(Press-News.org) DALLAS – Oct. 23, 2014 – A hormone seen as a popular target to develop weight-loss drugs works by directly targeting the brain and triggering previously unknown activity in the nervous system, UT Southwestern Medical Center obesity researchers have found.
The fibroblast growth factor 21 (FGF21) hormone has been a key target for developing weight-loss drugs because the protein increases energy expenditure, causing the body to burn calories. But how the hormone worked wasn't known until now.
UT Southwestern researchers tracking the hormone discovered that FGF21 acts directly on the brain, activating another hormone called corticotropin-releasing factor (CRF). CRF then stimulates the nervous system, activating brown adipose tissue, which generates body heat by burning fat.
"FGF21 is well known for playing a role in weight loss and we had previously shown that the hormone can act directly on the brain in mice to influence functions like reproduction. In the new study we show that FGF21 also acts directly on the brain to regulate obesity," said Dr. Steven Kliewer, Professor of Molecular Biology and Pharmacology, who holds the Nancy B. and Jake L. Hamon Distinguished Chair in Basic Cancer Research at UT Southwestern.
Specifically, researchers found that the FGF21-CRF pathway activates a part of the nervous system that controls various involuntary body functions, called the sympathetic nervous system, to signal to brown fat. Brown fat is often considered the "good" fat that actually burns energy by generating heat — called thermogenesis — to protect from the cold. Once brown fat receives a "weight loss" signal, the tissue burns fat.
The findings, published in the journal Cell Metabolism, are important to ongoing efforts to understand obesity at a molecular level and thus better respond to the obesity epidemic.

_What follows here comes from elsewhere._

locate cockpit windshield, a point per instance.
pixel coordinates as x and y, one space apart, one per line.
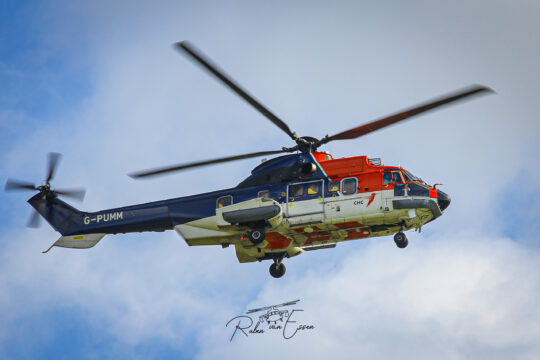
410 177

More than one-third of U.S. adults — about 35 percent — are obese, according to the Centers for Disease Control, with obesity-related conditions such as heart disease, stroke, type 2 diabetes, and certain types of cancer among the leading causes of preventable disease. Obesity also takes a dramatic financial toll, costing an estimated $150 billion annually or, on an individual basis, an additional $1,429 in higher medical costs than those of normal weight.
"We have made great strides in understanding obesity in recent years," said senior author Dr. David Mangelsdorf, Chairman of Pharmacology, a Howard Hughes Medical Institute investigator, and holder of the Distinguished Chair in Pharmacology, and the Raymond and Ellen Willie Distinguished Chair in Molecular Neuropharmacology in Honor of Harold B. Crasilneck, Ph.D. "What this research shows is that the central nervous system must be considered when looking for weight loss treatments."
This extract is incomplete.